OK, what about something like this?

for (int i = 0; i < N; ++i) {
    int result = big_hairy_computation(i);
    add_to_queue(q, result);
}

Work is mostly independent, but not wholly.

Ordered

Solution: ordered directive in loop with ordered clause

#pragma omp parallel for ordered
for (int i = 0; i < N; ++i) {
    int result = big_hairy_computation(i);
    #pragma ordered
    add_to_queue(q, result);
}

Ensures the ordered code executes in loop order.

Parallel loop scheduling

  • static[(chunk)]: decide at start of loop; default chunk is n/nthreads. Lowest overhead, most potential load imbalance.
  • dynamic[(chunk)]: each thread takes chunk iterations when it has time; default chunk is 1. Higher overhead, but automatically balances load.
  • guided: take chunks of size unassigned iterations/threads; chunks get smaller toward end of loop. Somewhere between static and dynamic.
  • auto: up to the system!

SIMD loops

As of OpenMP 4.0:

#pragma omp simd reduction(+:sum) aligned(a:64)
for (int i = 0; i < N; ++i) {
    a[i] = b[i] * c[i];
    sum = sum + a[i];
}

SIMD loops

Can also declare vectorized functions:

#pragma omp declare simd
float myfunc(float a, float b, float c)
{
    return a*b + c;
}

Other parallel work divisions

  • sections: like cobegin/coend
  • single: do only in one thread (e.g. I/O)
  • master: do only in master thread; others skip

Sections

#pragma omp parallel
{
    #pragma omp sections nowait
    {
        #pragma omp section
        do_something();

        #pragma omp section
        and_something_else();

        #pragma omp section
        and_this_too();
        // No implicit barrier here
    }
    // Implicit barrier here
}

sections nowait to kill barrier.

Task-based parallelism

  • Work-sharing so far is rather limited
    • Work cannot be produced/consumed dynamically
    • Fine for data parallel array processing...
    • ... but what about tree walks and such?
  • Alternate approach (OpenMP 3.0+): Tasks

Tasks

Task involves:

  • Task construct: task directive plus structured block
  • Task: Task construct + data

Tasks are handled by run time, complete at barriers or taskwait.

Example: List traversal

#pragma omp parallel
{
    #pragma omp single nowait
    {
        for (link_t* link = head; link; link = link->next)
            #pragma omp task firstprivate(link)
            process(link);
    }
    // Implicit barrier
}

One thread generates tasks, others execute them.

Example: Tree traversal

int tree_max(node_t* n)
{
    int lmax, rmax;
    if (n->is_leaf)
        return n->value;

    #pragma omp task shared(lmax)
        lmax = tree_max(n->l);
    #pragma omp task shared(rmax)
        rmax = tree_max(n->l);
    #pragma omp taskwait

    return max(lmax, rmax);
}

The taskwait waits for all child tasks.

Task dependencies

What if one task produces what another needs?

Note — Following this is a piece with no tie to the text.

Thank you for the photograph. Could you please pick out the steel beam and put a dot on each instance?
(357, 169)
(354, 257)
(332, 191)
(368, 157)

#pragma omp task depend(out:x)
x = foo();
#pragma omp task depend(in:x)
y = bar(x);

Topics not addressed

  • Low-level synchronization (locks, flush)
  • OpenMP 4.x constructs for accelerator interaction
  • A variety of more specialized clauses

See http://www.openmp.org/

A final reminder

Parallelism is not performance!